The difference in a nutshell - "Casual or mini-games" (like board games, word games, card games and old video games) to MMORPGs (Massive Multi-user Online Role Playing Games)
Tools - MMORPGS, Wii (interactively), Virtual Worlds
The advantages - deep complex experiences
Key benefits - simulations, working together, "intricate, adaptive experiences".
Me (Digital Immigrant) - Ok, I admit it, I still like board games. Sure, I was a DOOM addict and we had managed to play it networked with one or two other people, but that's nothing like this. And, I'm currently addicted to Wii but I don't play it with others across the Net.
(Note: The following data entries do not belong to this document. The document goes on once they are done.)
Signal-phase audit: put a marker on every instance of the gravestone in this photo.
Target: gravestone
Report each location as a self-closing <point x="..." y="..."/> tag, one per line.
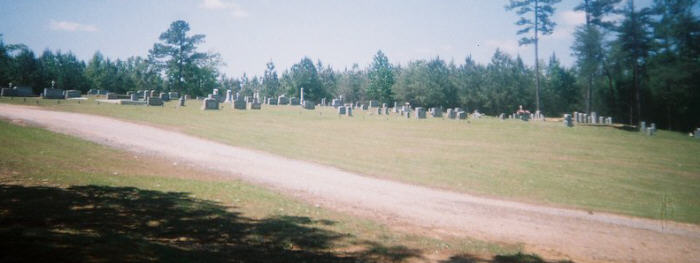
<point x="594" y="117"/>
<point x="24" y="91"/>
<point x="309" y="105"/>
<point x="568" y="121"/>
<point x="420" y="113"/>
<point x="336" y="103"/>
<point x="72" y="94"/>
<point x="436" y="112"/>
<point x="151" y="101"/>
<point x="210" y="104"/>
<point x="229" y="96"/>
<point x="293" y="101"/>
<point x="451" y="114"/>
<point x="7" y="92"/>
<point x="50" y="93"/>
<point x="239" y="104"/>
<point x="461" y="115"/>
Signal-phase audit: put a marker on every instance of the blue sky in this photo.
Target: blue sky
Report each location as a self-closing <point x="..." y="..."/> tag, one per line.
<point x="249" y="34"/>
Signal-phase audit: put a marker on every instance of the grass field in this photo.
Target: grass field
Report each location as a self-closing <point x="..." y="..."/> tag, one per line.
<point x="64" y="199"/>
<point x="594" y="168"/>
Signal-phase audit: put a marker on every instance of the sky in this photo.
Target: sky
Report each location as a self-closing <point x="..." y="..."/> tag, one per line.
<point x="248" y="34"/>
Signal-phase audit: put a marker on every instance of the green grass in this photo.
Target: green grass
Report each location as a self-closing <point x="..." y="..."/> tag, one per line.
<point x="64" y="199"/>
<point x="594" y="168"/>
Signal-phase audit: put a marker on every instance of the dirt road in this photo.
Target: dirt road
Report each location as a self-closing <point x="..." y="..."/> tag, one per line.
<point x="551" y="231"/>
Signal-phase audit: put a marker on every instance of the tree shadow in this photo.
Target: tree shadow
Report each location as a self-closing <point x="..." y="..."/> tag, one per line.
<point x="125" y="224"/>
<point x="510" y="258"/>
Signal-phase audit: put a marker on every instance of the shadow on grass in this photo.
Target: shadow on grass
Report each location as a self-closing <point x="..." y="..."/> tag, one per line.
<point x="514" y="258"/>
<point x="123" y="224"/>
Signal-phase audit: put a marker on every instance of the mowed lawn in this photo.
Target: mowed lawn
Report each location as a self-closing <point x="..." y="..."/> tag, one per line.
<point x="65" y="199"/>
<point x="593" y="168"/>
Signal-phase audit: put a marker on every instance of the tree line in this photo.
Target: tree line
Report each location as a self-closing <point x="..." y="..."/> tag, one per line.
<point x="631" y="63"/>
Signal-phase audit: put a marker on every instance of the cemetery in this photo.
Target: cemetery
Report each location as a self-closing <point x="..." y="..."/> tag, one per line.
<point x="340" y="132"/>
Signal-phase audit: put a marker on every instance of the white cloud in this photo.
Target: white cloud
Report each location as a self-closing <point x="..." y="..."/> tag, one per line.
<point x="71" y="26"/>
<point x="236" y="10"/>
<point x="570" y="18"/>
<point x="508" y="46"/>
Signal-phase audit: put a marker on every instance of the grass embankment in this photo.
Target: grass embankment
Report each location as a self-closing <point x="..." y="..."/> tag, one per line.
<point x="595" y="168"/>
<point x="64" y="199"/>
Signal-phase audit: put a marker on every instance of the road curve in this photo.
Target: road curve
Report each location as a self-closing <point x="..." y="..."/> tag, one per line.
<point x="582" y="236"/>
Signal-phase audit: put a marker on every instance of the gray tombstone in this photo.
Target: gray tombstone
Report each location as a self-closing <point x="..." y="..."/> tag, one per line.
<point x="309" y="105"/>
<point x="210" y="104"/>
<point x="451" y="114"/>
<point x="293" y="101"/>
<point x="461" y="115"/>
<point x="50" y="93"/>
<point x="72" y="94"/>
<point x="420" y="113"/>
<point x="239" y="104"/>
<point x="154" y="102"/>
<point x="568" y="120"/>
The difference in a nutshell - Libraries vs. Google
Tools - Google, Wikipedia, Blogs, etc.
The advantages - Information is more accessible (though potentially inaccurate).
Key benefits - Learn what you want to learn about.
Me (Digital Native) - I actually had to use a Microfiche for a class last semester - I was appalled. I didn't even remember how to do it. Who goes to the library anymore? I do all my research online thanks to my school library collection online, Google scholar and more. Now, Prensky also says that the big differentiator is that Natives only learn and study what they are interested in and ignore the rest. As educators, we obviously want students to get a well-rounded education. But, for me personally, I do the same thing. Why would I spend my limited resources learning things I don't have an interest in.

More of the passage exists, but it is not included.